The scalar triple product is then
$$(x\times y)\cdot z = (x_iy_j\Delta_{ijk}e_k)\cdot(z_le_l) = x_iy_jz_k\Delta_{ijk}$$
from which it's clear that it the scalar triple product inherits all of the symmetry properties of $$\Delta$$.

Using the above choice of cross product, the explicit scalar triple product is
$$\begin{align*} (x\times y)\cdot z &= \left(x_6 y_2+x_4 y_3-x_3 y_4+x_7 y_5-x_2 y_6-x_5 y_7\right) z_1 +\left(-x_6 y_1+x_7 y_3+x_5 y_4-x_4 y_5+x_1 y_6-x_3 y_7\right) z_2\\ &+\left(-x_4 y_1-x_7 y_2+x_1 y_4+x_6 y_5-x_5 y_6+x_2 y_7\right) z_3 +\left(x_3 y_1-x_5 y_2-x_1 y_3+x_2 y_5+x_7 y_6-x_6 y_7\right) z_4\\ &+\left(-x_7 y_1+x_4 y_2-x_6 y_3-x_2 y_4+x_3 y_6+x_1 y_7\right) z_5 +\left(x_2 y_1-x_1 y_2+x_5 y_3-x_7 y_4-x_3 y_5+x_4 y_7\right) z_6\\ &+\left(x_5 y_1+x_3 y_2-x_2 y_3+x_6 y_4-x_1 y_5-x_4 y_6\right) z_7 \end{align}$$
with which you can also check the symmetries.

 

[BruceG]

This may be not the answer you are looking for, but you can do a proper generalisation to Rⁿ by moving over to the wedge-product of 1-forms.

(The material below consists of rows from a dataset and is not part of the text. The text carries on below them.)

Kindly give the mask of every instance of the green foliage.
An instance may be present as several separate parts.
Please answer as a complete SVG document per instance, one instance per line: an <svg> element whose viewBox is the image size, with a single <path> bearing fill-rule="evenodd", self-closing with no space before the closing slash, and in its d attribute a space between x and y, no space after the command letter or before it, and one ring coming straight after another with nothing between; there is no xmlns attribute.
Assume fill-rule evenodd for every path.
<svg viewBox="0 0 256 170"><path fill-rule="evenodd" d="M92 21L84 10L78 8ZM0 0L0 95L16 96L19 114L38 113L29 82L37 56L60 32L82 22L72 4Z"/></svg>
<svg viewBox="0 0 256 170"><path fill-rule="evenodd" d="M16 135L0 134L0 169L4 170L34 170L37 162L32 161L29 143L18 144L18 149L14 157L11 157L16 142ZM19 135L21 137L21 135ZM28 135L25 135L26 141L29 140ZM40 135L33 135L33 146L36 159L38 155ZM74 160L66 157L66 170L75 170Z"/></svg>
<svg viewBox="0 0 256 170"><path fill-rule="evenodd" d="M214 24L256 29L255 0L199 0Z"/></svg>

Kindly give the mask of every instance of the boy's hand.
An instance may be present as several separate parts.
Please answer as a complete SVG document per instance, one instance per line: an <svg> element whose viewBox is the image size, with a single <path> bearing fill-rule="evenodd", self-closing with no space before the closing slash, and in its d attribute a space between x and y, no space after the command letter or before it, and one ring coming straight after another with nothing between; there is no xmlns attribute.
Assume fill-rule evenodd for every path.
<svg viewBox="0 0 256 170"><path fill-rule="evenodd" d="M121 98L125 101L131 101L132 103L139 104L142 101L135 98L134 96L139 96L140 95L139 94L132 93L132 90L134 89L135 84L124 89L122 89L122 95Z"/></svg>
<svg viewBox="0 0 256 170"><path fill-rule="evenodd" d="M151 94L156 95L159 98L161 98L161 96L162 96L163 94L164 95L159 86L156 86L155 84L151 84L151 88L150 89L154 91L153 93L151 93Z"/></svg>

Then the proof follows immediately for the assocoativity and antisymmetry of the wedge product:

a^b^c = -a^c^b = +c^a^b

Notes:
1. The special algebraic form of the wedge product in 1,3,7, I guess, follows from the existence of normed division algebras in 2,4,8 dims (namely C,H,O).

2. To relate back to (axb).c in 3-d you have to appreciate that in 3-d a 3-form a^b^c is dual to a 0-form (i.e. scalar) thus a^b^c and (axb).c both represent the volume spanned by a,b,c.